Despite a huge plunge in bond yields recently, analysts say a repeat of June 2003 -- when market interest rates bottomed at close to 3% -- probably isn't in the cards.

After a disappointing employment report Friday, the yield on the 10-year note began to spiral lower and is now sitting at 3.72%, the lowest level since July 14. The move down has ignited speculation over whether yields are headed back toward a low of 3.11%, which was last seen on June 13.

But bond market analysts and traders believe that's unlikely. While they do expect yields to fall further going forward, possibly to 3.45%, they say economic expectations for the second half of the year would have to be ratcheted down significantly in order for yields to retreat as much as they did last year.

"I cannot imagine yields trading to 3.10% without a major event, like the economy turning south," said one bond trader.

In the wake of the jobs report, analysts sharply reduced the odds for a Federal Reserve interest rate hike in August and September. The Fed has said it won't raise rates until hiring starts to pick up, and so far, there's been little evidence of that.

The change in rate expectations -- fed funds futures aren't fully pricing in a rate hike until November now -- caught many bond investors off guard, forcing them to cover short positions.
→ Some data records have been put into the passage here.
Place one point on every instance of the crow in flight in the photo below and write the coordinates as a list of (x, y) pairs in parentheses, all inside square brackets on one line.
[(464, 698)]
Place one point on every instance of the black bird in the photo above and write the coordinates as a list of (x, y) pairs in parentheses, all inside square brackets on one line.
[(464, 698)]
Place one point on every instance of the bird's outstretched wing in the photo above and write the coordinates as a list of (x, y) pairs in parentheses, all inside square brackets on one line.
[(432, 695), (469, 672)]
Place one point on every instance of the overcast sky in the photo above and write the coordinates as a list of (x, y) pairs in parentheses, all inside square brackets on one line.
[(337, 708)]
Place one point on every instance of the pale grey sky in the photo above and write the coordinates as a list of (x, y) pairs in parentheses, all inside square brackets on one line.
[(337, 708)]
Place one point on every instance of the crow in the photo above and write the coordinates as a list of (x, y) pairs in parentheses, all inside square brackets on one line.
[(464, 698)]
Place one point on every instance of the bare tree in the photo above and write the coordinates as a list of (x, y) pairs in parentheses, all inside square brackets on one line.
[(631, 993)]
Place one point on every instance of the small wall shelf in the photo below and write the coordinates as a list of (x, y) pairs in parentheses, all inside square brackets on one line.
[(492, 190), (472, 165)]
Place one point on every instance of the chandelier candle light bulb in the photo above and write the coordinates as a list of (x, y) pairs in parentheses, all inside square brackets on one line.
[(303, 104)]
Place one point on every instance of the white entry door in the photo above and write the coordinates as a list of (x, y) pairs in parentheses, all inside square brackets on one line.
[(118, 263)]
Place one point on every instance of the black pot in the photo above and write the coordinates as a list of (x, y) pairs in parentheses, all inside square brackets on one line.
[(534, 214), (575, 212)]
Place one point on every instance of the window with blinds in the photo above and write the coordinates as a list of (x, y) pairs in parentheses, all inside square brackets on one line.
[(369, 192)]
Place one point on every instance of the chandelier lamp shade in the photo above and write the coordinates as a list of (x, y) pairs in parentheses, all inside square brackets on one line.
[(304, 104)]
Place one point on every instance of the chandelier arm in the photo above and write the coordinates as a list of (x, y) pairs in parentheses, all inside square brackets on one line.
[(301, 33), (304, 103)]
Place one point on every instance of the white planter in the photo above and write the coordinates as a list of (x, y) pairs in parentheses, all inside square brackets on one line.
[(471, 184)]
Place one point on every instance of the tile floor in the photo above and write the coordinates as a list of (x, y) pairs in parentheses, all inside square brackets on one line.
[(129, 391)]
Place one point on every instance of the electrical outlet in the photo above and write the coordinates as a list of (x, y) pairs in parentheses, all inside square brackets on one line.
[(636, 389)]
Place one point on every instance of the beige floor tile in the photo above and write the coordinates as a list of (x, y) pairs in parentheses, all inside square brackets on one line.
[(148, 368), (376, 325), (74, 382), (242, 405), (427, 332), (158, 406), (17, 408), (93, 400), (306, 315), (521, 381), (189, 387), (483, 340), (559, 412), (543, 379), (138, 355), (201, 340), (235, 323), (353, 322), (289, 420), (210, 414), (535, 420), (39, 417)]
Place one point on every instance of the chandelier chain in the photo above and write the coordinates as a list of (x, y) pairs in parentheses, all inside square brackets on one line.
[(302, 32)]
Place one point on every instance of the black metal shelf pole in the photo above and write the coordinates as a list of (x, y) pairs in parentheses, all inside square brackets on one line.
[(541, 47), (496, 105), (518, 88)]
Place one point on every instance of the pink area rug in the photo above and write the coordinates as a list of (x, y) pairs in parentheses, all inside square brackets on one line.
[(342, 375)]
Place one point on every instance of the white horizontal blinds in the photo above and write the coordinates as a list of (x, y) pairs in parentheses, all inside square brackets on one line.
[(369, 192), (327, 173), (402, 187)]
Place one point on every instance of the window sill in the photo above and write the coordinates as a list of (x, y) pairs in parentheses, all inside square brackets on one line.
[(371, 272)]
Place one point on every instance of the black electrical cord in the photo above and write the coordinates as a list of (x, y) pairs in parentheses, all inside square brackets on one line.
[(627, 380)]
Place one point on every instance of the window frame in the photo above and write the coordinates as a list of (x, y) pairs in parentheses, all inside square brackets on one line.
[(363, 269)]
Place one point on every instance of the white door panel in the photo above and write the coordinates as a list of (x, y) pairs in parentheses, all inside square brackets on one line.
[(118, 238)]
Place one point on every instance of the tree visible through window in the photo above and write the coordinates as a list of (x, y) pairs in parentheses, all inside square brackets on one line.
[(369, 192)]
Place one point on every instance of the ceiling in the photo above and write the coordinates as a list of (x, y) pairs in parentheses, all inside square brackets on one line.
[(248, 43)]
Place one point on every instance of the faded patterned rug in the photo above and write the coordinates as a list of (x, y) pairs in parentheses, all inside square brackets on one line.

A J.P. Morgan survey in the lead-up to the nonfarm payroll data showed that just 12% of fixed-income investors believed that bond yields would head lower over the near term.

"People were not aligned for this," said Sadakichi Robbins, head of global fixed income at Julius Baer. "This is a pain trade."

While short-covering could send yields down to 3.45%, Robbins said he doesn't expect a more drastic slide. In fact, he said things are quite different today from how they were when the 10-year was sitting at 3.11%.